What this means for investment advisers and proxy firms
The releases certainly impose greater burdens on both proxy advisers and on investment advisers that use proxy advisory services. Advisers that use proxy advisory firms must conduct 1) due diligence on the proxy advisory firms when they are hired; and 2) that the performance of these firms be reviewed annually. The advisory firm's policies and procedures must require these reviews and the reviews themselves must be documented. The proxy advisory firms themselves are, for the first time, labeled in writing by the SEC as proxy solicitors, which exposes them to potential anti-fraud liability under the proxy rules.
Even advisers that do not use proxy advisory firms must up their game. Advisory firms must conduct and document annual reviews of their proxy voting activities. Advisory firms must consider tailoring proxy guidelines to each individual client account. A decision not to vote proxies must be based on a documented cost-benefit analysis. The releases also seem to call for detailed issuer-specific analysis by advisers in some cases. Advisers may need to identify the factors they will consider in determining whether to conduct an issuer-specific or matter-specific analysis.
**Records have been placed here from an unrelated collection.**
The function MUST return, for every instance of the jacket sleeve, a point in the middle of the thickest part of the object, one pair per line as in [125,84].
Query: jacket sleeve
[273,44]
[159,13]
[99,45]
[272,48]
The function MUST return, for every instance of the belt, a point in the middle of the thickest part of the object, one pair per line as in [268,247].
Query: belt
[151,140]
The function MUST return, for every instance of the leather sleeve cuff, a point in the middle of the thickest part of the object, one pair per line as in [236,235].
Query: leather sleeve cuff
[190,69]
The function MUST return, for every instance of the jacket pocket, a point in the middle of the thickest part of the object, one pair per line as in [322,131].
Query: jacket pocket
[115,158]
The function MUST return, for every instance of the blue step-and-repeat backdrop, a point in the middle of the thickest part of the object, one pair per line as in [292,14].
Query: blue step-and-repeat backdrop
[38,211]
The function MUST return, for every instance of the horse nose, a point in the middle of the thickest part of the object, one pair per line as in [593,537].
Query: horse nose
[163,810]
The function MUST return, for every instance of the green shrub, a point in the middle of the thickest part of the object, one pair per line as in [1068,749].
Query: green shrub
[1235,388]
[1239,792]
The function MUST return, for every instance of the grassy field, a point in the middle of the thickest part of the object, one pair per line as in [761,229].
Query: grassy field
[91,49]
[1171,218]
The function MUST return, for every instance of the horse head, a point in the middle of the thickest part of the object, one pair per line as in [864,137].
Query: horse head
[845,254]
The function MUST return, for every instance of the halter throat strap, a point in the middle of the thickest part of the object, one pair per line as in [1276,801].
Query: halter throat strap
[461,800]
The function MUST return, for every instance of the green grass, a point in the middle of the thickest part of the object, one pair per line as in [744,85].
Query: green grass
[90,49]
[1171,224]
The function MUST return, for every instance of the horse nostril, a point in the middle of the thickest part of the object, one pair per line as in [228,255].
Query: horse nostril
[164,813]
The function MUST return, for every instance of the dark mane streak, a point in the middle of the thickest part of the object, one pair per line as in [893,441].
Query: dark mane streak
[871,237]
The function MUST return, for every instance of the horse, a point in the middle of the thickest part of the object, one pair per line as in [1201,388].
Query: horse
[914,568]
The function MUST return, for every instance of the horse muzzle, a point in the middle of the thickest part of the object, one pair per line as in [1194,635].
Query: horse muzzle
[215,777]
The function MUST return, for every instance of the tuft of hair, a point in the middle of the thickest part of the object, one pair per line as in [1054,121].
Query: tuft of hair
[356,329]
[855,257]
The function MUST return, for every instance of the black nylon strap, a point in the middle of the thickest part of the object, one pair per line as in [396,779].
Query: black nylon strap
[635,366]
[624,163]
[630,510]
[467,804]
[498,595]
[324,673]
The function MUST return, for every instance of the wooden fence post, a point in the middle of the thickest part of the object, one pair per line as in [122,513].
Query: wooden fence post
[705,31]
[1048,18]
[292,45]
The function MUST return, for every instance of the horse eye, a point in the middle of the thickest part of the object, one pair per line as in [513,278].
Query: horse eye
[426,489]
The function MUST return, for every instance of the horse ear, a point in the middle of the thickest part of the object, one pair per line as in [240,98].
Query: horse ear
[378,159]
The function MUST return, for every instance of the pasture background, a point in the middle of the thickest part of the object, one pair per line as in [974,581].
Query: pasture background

The releases make clear that advisers may agree with their clients that the client, and not the adviser, will vote proxies. For some accounts, such as registered investment companies, this may be impractical since no one other than the adviser will be prepared to vote proxies.
In the view of the Investment Advisers Association, "this guidance will impose significant additional burdens on advisers in connection with proxy voting. We also believe that the guidance will make it more challenging for advisers to use the services of proxy advisory firms."
According to the releases, advisers are "encourage[d] . . . to review their policies and procedures in light of the guidance in advance of next year's proxy season." Investment advisers and proxy advisory firms should consider working with legal counsel to ensure compliance.